President Reagan Answers Questions about the Iceland Summit
Soviet leader Mikhail Gorbachev initiated the October 1986 weekend summit at Reykjavik, Iceland with President Ronald Reagan after progress in arms negotiations had slowed following their first meeting in Geneva the previous November. At the conclusion of two days of intense bargaining in what they had described only as an “interim summit” prior to a more substantial proposed meeting in Washington, the two leaders shocked many when they revealed that they nearly had agreed to eliminate all nuclear weapons from their country’s arsenals within ten years.
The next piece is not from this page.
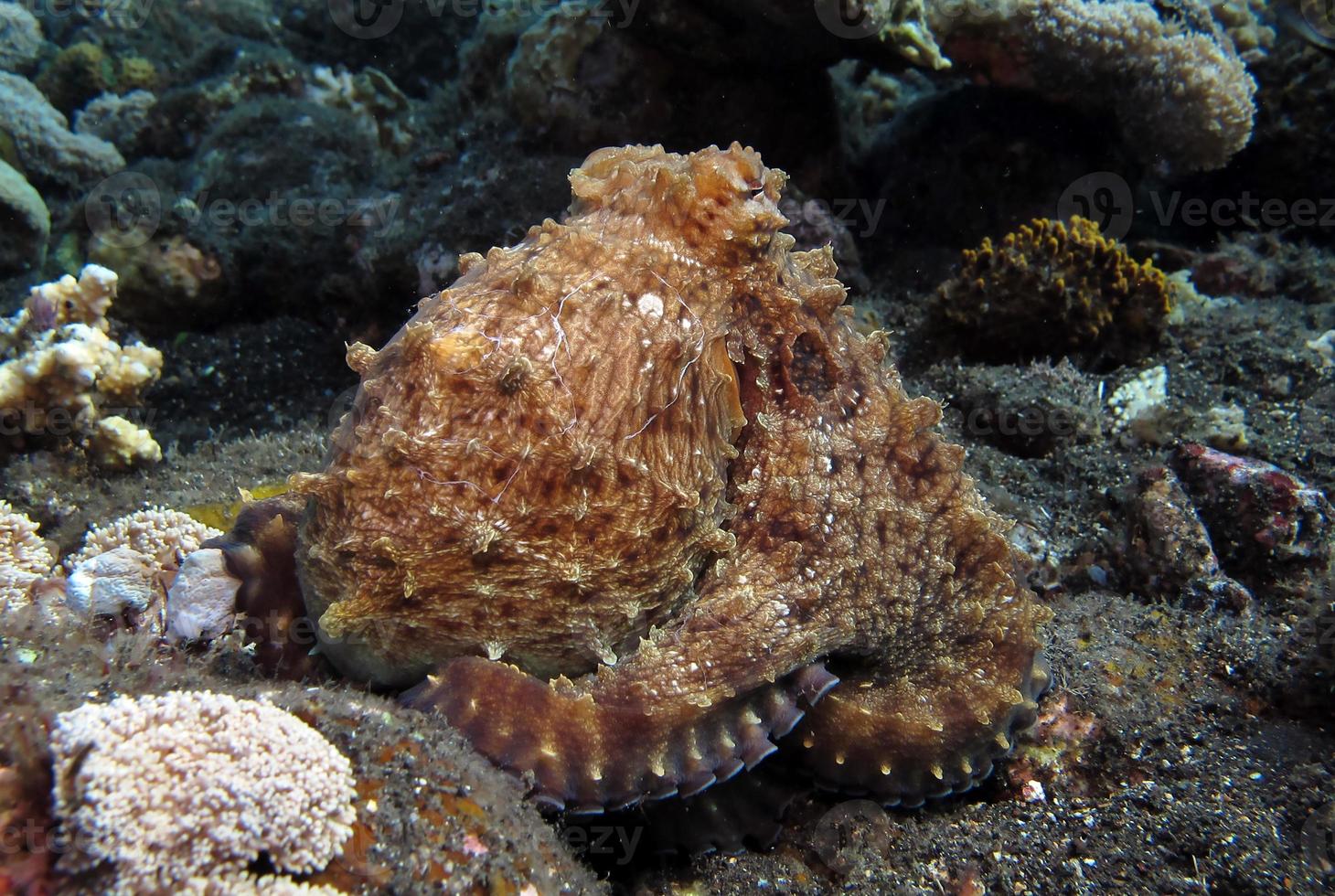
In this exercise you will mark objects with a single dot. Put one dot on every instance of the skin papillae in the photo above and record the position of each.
(641, 499)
The talks had stalled when Gorbachev insisted that for at least ten years, the U.S. would have to limit research on its Strategic Defense Initiative (SDI)—Reagan’s “dream” of a missile defense system to protect against nuclear attack—to the laboratory. The Soviets worried that successful testing of SDI in space could lead to space-based offensive weapons. Reagan thought that Congress would not fund SDI under the proposed limitation. He believed intently that the ongoing nuclear arms race that had resulted from the policy of mutual assured destruction (MAD) that previously had guided Cold War strategic planning could lead to the battle of Armageddon prophesied in the Christian Bible that would destroy the world and that SDI would liberate the US from depending on any other country's adherence to MAD. In a press conference following the meeting, excerpted here, Reagan’s adamant attitude regarding SDI was in evidence.
Ronald Reagan, interview by Broadcast Journalists, The White House, Washington, D.C., October 14, 1986, Ronald Reagan Presidential Library, Public Papers, Reagan Library (accessed March 25, 2008).
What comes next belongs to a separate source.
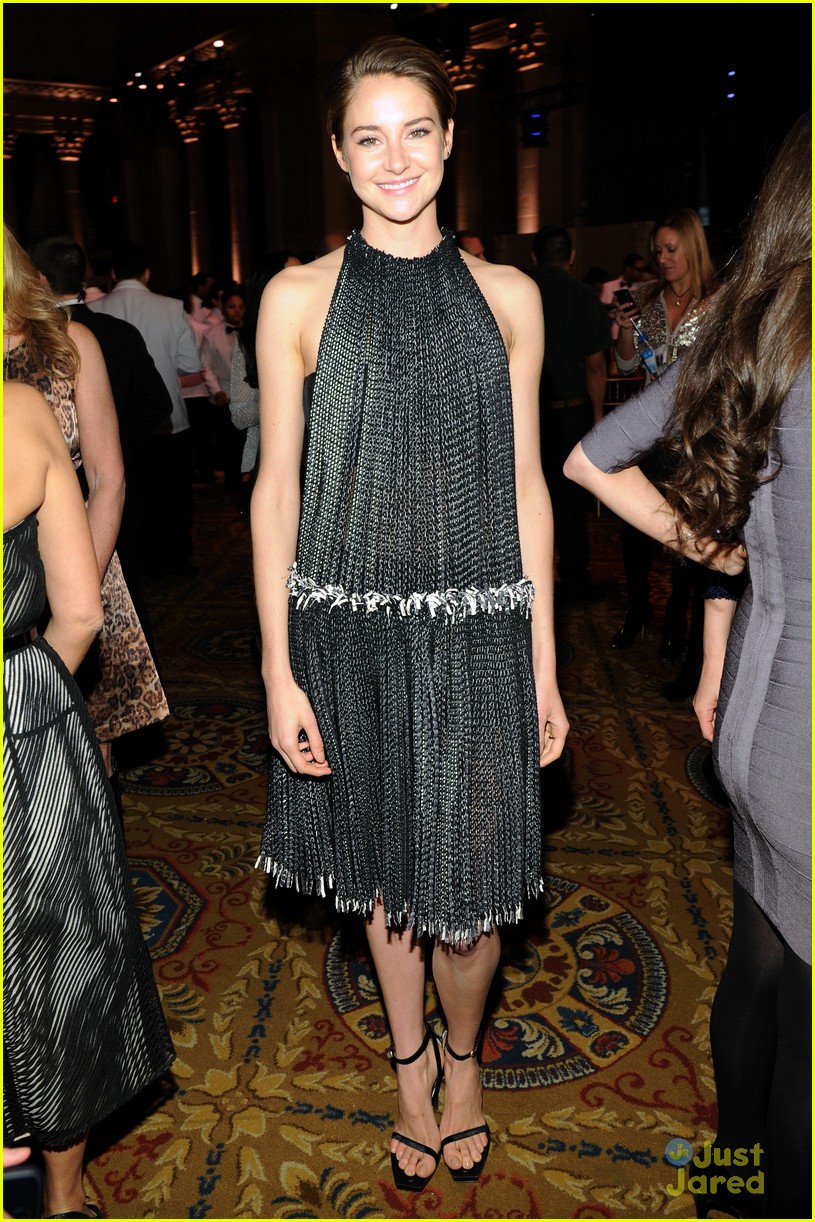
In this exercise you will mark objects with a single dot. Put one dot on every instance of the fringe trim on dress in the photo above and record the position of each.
(405, 919)
(456, 604)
Q. Mr. President, on the subject of the one sticking point that looms so large, if you could just explain to us your reasons for the way you handled it, on one point in particular? When it became apparent that all of the concessions that General Secretary Gorbachev was willing to make in the offensive area were contingent on this demand with regard to SDI, did you feel that you had an option of saying: We'll get back to you. We'll study this. We'll turn it over to our experts. I'll give it some more thought? If you had that option, you clearly didn't take it. You decided to make clear to him, then and there, and subsequently in public, that you were rejecting it. Why was that necessary, particularly given the fact that you told us here only a week or so ago that no great agreements were expected out of this meeting? It's not as though we were all out there waiting for you to come out with either a big agreement or a big disagreement.
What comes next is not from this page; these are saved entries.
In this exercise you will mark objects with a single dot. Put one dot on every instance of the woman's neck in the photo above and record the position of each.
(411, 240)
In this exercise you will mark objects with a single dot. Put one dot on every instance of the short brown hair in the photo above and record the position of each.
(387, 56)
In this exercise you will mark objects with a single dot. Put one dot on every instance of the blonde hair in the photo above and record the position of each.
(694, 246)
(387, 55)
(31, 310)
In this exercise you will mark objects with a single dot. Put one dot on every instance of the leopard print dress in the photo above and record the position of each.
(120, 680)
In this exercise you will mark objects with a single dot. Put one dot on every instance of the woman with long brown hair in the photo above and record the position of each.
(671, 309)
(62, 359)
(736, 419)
The President. No, actually, as a matter of fact, he himself from the very beginning had said that what we were talking about is the necessity for coming to some agreements that would then lead to being able to sign things and finalize things at the forthcoming summit. So, actually, we progressed in those discussions farther than I think either one of us had anticipated we would. And with SDI, I think that is the absolute guarantee. First of all, I'd pledged to the American people that there was no way that I would give away SDI.... [SDI] would be the guarantee against cheating. You wouldn't have to be suspiciously watching each other to see if they were starting to replace missiles. This would be the guarantee against—in the future—a madman coming along....
Q. But are you saying, sir, that he left you no choice but to say yes or no there on the spot and that you had no option to say: Very interesting, we'll study it, we'll get back to you?
The President. There wasn't any need of that. There wasn't any way that I was going to back away from SDI.